Bau der Burg XIVe siècle (≈ 1450)
Ursprüngliche Bauzeit erwähnt.
22 décembre 1987
Anmeldung Historisches Denkmal
Anmeldung Historisches Denkmal 22 décembre 1987 (≈ 1987)
Schutz von Ruinen und Kellern.
Aujourd'hui
Aujourd'hui
Aujourd'hui Aujourd'hui (≈ 2025)
Position de référence.
Kulturgüter
Château de la Travette, dit de la Füe: Ruinen und Kellereien entsprechend der Errichtung des Schlosses (cad. A 453): Inschrift durch Dekret vom 22. Dezember 1987
Ursprung und Geschichte
Das Schloss Travette, auch als Schloss Füe bekannt, ist ein kleines Gebäude in Ruinen in Prechac, im Departement Gironde. Ausgehend vom 14. Jahrhundert wird es als wahrscheinliche Abhängigkeit des Schlosses der Trave, einer imposanten Nachbarstätte genannt. Sein gegenwärtiger Staat macht es nur möglich, sich seine frühere Rolle vorzustellen, aber seine Inschrift als Historisches Denkmal im Jahr 1987 unterstreicht seine Bedeutung des Erbes.

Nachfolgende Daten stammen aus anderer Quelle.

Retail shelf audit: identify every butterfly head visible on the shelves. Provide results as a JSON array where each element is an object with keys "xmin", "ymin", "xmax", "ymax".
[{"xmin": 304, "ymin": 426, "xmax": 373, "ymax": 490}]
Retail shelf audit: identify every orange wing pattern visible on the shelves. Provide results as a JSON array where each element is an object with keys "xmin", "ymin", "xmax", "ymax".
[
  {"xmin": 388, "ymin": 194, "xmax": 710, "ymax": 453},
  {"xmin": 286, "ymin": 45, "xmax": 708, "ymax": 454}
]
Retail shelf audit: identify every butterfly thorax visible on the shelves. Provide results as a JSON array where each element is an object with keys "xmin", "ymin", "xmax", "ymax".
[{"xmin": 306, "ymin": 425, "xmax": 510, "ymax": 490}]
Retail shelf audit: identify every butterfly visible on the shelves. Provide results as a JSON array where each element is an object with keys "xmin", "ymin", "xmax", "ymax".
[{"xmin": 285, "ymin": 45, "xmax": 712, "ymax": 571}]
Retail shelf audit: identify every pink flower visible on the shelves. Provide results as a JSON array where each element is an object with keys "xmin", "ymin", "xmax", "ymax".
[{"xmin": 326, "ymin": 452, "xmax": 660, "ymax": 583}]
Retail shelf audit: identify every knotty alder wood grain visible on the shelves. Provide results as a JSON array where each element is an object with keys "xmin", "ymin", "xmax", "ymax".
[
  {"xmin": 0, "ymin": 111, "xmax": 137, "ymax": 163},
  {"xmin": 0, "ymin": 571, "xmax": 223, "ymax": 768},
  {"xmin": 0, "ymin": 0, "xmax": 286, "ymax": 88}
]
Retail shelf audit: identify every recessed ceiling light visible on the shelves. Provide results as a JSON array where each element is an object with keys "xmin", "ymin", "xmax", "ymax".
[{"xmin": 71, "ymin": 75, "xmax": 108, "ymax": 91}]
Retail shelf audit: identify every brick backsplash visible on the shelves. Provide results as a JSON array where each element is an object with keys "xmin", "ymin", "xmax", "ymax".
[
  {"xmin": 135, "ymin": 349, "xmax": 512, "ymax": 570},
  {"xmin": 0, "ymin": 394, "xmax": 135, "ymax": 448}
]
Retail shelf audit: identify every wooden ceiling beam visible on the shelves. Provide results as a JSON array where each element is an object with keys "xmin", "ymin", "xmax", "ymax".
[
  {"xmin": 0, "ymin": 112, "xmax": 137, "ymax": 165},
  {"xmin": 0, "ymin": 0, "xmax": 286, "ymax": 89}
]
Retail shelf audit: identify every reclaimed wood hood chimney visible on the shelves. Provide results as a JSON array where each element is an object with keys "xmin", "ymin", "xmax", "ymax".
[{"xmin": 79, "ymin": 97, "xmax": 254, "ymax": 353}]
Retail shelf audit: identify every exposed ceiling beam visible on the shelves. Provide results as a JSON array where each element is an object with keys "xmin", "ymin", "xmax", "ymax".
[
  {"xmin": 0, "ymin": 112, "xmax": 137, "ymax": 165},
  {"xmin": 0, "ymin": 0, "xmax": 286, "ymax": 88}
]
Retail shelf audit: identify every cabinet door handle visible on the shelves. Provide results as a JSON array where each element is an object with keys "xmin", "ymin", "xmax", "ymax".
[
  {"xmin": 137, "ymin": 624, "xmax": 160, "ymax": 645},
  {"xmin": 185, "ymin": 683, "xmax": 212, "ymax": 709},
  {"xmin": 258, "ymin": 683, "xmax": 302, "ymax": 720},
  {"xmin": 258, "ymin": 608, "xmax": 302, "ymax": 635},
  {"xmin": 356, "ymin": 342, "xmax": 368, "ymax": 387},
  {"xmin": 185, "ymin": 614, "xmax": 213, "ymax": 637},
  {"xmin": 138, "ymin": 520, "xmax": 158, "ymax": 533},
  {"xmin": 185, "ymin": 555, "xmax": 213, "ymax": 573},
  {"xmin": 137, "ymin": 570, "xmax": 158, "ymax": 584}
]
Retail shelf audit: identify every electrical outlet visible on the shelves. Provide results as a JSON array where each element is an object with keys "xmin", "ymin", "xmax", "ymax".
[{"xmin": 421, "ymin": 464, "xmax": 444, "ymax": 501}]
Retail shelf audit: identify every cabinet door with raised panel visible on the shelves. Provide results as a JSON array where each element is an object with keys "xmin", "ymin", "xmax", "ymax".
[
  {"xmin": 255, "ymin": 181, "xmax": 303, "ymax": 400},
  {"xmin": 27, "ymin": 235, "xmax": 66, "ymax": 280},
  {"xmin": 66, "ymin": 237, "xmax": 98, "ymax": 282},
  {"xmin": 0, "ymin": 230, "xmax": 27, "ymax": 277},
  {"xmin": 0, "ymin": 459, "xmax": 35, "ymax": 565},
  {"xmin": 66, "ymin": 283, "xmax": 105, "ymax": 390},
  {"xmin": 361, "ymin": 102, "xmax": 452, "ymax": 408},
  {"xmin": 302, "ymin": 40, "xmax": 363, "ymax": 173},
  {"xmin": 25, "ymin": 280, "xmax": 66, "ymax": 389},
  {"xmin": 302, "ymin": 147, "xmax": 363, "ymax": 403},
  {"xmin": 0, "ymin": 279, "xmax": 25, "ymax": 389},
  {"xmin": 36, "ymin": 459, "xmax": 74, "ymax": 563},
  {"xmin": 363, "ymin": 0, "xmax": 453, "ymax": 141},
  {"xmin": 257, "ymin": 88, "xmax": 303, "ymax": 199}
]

Die Ruinen des Schlosses Füe sowie die Keller entsprechend seiner ursprünglichen Siedlung wurden durch eine Ordnung vom 22. Dezember 1987 geschützt. Diese Klassifikation betrifft insbesondere das Kastralpaket A 453. Obwohl wenig dokumentiert, bietet diese Seite einen Überblick über lokale mittelalterliche Bauten, oft verbunden mit defensiven oder seigneurial Systeme. Der ungefähre Ort, der als "passible" bezeichnet wird (Ebene 5/10), spiegelt die Schwierigkeiten bei der Angabe seines genauen Standorts wider.
Im Mittelalter spielten Burgen wie Travette eine wichtige Rolle in der territorialen und sozialen Organisation. Sie dienten als Checkpoints, seigneurial Residenzen oder Zufluchtsorte für lokale Bevölkerungen. In einer Region wie der Gironde, gekennzeichnet durch Handels- und Feudalkonflikte, illustrierten diese Gebäude die Macht der Herren und die Struktur des Territoriums. Ihr Rückgang, der oft mit der Vernichtung oder Zerstörung verbunden ist, bleibt wie heute beobachtet.